The beaches nearest to Setúbal are busy during summer months, especially at weekends. Raised walkways link these beaches to the harbour and marina areas, protecting the vulnerable dune flora. There are small cafés on the beaches and larger ones around the marina near the foot-passenger ferry.

There are beaches both facing the Atlantic (west) as well as the Sado River (east).

=== Marina of Troia ===
In the Marina of Troia, it is possible to board a boat and watch the dolphins that are present in the area. In the summer visitors can dive and swim with these animals.

=== Roman ruins ===
The Roman ruins of Tróia are a place that was occupied until the 6th century. Here the ancient people took advantage of the abundance of fish and salt in this area.

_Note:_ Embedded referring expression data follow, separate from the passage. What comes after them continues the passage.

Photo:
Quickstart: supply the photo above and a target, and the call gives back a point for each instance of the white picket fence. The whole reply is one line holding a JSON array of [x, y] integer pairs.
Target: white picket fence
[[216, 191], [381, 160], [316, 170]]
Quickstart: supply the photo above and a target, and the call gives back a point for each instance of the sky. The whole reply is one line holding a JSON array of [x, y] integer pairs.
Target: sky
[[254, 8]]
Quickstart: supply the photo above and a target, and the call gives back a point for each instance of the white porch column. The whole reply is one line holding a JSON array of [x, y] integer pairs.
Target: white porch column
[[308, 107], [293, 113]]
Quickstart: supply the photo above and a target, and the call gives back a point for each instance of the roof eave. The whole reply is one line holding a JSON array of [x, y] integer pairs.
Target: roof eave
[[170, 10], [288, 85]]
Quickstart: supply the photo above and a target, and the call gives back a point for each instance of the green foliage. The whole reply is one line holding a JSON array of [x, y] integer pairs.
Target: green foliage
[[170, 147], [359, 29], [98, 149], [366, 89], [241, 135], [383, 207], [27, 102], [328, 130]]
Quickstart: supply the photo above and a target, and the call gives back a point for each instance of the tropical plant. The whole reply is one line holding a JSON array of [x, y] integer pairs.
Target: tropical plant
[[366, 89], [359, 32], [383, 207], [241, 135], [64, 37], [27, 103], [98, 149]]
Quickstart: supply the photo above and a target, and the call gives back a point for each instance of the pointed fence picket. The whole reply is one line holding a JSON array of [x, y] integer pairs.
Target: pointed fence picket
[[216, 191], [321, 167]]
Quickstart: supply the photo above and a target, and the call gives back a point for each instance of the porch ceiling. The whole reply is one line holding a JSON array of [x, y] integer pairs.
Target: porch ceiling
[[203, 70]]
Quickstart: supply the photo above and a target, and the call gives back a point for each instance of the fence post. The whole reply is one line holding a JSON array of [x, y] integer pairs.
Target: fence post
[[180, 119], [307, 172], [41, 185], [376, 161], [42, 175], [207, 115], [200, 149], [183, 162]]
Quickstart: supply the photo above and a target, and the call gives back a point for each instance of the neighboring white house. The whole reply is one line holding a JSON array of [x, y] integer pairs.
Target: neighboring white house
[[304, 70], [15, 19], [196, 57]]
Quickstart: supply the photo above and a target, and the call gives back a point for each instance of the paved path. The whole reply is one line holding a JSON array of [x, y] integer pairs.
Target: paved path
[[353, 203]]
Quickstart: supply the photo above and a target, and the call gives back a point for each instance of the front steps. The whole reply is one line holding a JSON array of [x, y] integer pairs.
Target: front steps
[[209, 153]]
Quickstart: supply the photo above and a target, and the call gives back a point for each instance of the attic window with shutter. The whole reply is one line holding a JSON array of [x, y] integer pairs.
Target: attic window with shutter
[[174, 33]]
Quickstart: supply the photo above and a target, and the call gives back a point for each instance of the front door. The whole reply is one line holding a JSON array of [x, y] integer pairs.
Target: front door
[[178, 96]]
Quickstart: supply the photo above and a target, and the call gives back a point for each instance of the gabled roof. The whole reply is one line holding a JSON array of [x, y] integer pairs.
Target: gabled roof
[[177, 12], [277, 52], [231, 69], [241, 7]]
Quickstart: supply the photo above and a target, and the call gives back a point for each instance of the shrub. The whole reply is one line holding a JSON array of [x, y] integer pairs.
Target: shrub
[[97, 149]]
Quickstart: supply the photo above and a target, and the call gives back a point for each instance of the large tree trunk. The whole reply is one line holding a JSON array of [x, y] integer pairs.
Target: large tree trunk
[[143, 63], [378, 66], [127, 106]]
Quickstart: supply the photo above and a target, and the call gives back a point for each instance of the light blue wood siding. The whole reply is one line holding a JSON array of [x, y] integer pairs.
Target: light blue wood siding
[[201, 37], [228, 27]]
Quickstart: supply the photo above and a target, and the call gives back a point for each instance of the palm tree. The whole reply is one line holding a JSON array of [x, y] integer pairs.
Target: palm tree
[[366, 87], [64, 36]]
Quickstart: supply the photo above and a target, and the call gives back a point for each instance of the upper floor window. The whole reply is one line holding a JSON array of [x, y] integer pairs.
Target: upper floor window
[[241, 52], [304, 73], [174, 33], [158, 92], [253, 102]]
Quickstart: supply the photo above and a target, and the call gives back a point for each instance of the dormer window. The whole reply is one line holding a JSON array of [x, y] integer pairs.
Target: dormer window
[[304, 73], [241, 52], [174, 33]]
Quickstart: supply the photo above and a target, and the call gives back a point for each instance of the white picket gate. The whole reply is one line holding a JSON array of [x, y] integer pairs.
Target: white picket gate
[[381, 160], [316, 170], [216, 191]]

Nowadays it is possible to observe the ruins of the thermal baths with the rooms for hot and cold baths, the houses with 2 floors and necropolis of several kinds of graves.

=== Porto palafítico ===
The Porto palafítico is a unique harbor that was built in the 20th century. Resting on wood pillars driven into the mud, this harbor seems to move from the margin and moving inside the river.

The sea around the Tróia peninsula is also home to a school of bottlenose dolphins; boats from the marina and from Setúbal offer ½-day trips for dolphin-sighting.